Sometimes, I'll be watching TV with my husband and an innocuous little car commercial comes on and he has to hear me yell - "Hey! I made out with that guy!"

My poor husband.

It's true that people tend to hook up on film sets. Shoots tend to be intense situations and people get very close, very fast. But to me, it never felt like a hook up. It always felt like LOVE.

This version of love only lasts for the duration of the project, yet has all the attributes of actual love. I think I fell in love with someone from the cast or crew on almost every project I was in. If the shoot was long, I might have fallen in love with two someones.

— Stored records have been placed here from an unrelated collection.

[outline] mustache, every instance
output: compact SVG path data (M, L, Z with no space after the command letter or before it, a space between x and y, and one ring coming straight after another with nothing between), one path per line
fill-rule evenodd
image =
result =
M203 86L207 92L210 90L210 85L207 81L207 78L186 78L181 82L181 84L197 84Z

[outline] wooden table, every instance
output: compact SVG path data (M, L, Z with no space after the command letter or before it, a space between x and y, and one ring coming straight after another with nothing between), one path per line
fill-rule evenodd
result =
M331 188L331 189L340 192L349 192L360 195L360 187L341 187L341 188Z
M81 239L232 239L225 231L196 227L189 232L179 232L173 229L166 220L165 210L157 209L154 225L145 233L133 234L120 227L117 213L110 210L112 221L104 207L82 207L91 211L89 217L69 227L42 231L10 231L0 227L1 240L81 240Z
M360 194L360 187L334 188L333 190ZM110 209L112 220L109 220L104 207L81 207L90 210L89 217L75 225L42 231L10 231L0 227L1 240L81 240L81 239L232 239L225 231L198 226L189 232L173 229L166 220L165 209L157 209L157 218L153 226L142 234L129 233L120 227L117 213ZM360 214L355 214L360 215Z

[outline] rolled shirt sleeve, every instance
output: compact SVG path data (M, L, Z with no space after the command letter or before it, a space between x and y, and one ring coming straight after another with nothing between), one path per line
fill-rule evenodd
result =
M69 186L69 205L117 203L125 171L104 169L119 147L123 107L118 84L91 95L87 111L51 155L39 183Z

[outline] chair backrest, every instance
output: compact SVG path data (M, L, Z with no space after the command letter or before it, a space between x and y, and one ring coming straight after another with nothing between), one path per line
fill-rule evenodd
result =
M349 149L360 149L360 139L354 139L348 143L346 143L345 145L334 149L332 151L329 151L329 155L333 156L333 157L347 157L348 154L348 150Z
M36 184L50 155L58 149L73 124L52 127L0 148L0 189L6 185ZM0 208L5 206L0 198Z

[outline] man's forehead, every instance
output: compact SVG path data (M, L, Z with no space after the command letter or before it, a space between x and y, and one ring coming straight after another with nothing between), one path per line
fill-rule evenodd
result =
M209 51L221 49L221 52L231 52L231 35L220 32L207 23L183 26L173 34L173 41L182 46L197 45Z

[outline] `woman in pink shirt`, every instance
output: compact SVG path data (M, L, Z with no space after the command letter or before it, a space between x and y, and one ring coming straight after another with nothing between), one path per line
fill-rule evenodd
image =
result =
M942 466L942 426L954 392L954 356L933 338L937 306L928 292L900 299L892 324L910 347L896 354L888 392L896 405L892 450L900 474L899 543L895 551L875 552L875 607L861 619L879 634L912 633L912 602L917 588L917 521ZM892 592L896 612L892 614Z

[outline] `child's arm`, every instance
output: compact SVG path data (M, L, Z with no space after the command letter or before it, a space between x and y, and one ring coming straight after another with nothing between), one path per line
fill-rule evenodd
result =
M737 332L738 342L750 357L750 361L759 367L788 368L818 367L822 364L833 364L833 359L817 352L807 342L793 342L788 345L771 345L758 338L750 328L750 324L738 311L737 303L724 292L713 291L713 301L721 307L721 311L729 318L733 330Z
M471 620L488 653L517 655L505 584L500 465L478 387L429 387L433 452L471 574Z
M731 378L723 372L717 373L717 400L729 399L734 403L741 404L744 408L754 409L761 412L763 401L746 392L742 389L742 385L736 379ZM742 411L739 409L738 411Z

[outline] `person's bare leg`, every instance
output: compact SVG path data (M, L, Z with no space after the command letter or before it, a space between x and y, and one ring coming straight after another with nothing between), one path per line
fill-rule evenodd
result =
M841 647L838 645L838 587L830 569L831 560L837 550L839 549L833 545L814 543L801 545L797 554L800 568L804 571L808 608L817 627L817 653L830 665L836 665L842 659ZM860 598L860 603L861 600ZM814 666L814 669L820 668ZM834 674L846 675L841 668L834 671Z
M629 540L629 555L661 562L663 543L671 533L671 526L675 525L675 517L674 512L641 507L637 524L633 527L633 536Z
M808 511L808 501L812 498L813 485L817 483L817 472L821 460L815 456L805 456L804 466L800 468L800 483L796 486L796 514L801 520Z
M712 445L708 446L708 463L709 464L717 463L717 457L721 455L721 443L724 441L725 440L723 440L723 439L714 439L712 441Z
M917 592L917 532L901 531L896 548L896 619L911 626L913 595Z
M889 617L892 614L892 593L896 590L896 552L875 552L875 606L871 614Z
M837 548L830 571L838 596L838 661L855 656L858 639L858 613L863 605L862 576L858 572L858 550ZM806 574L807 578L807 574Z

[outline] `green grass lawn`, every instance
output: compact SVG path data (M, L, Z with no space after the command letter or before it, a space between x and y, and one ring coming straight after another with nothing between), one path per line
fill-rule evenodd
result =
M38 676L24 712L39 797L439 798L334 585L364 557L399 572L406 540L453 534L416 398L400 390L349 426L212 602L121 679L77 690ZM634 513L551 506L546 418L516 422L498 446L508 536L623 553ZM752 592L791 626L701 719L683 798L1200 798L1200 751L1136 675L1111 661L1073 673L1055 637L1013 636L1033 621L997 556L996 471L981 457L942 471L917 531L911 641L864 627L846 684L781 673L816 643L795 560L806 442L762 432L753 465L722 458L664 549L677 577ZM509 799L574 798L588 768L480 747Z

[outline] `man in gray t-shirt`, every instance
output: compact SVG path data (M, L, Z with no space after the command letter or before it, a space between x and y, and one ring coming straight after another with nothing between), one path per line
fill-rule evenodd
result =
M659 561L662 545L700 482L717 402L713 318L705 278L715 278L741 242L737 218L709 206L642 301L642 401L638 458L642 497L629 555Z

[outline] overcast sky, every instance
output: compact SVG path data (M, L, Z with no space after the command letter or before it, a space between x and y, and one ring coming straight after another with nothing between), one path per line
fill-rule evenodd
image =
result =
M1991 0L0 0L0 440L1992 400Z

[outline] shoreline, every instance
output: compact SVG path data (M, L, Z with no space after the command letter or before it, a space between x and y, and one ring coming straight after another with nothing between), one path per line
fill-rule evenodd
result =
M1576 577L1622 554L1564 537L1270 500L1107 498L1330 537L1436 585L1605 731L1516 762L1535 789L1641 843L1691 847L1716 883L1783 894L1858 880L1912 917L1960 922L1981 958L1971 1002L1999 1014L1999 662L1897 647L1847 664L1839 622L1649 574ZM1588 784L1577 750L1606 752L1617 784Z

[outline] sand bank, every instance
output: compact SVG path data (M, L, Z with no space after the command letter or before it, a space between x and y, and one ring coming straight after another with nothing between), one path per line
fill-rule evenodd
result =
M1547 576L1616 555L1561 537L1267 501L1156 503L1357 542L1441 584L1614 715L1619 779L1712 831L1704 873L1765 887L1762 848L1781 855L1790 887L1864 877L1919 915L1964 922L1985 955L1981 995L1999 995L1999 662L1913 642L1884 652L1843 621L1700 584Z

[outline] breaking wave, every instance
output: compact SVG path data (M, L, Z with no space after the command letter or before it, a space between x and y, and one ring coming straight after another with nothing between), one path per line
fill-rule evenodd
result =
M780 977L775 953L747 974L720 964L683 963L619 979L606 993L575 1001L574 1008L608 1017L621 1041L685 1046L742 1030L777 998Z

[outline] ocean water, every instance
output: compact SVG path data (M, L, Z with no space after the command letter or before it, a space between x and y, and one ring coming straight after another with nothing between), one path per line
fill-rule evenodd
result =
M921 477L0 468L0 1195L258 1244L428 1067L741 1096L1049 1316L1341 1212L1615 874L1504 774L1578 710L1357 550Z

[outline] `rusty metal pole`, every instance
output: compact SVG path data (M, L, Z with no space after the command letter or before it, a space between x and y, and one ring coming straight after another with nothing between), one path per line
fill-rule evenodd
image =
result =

As an actor, throwing yourself into an on-set relationship is a way to feel like yourself when you spend 15 hours a day becoming someone else. It is the most basic way to keep a handle on your humanity. To give and receive love reminds you that even though you are doing something that seems so strange and fascinating to the rest of the world — you love just like everyone else. Your heart leaps when they walk in the room and you cry when they don’t call.

It’s simple. It’s normal. And sometimes, normal is the thing you need most.

Then, inevitably, when a show wrap is called and the set is broken down, the love flies into the stage lights like a moth and dies in a puff of smoke. Quickly and cleanly.

But it gets awkward, decades later, when you see that guy on a car commercial and you realize that you can only remember the name of his character, not his real name.

Let me say again: my poor husband. Most men don't have to see their wives' ex-boyfriends parade through the living room during commercial breaks while watching the NCAA championships.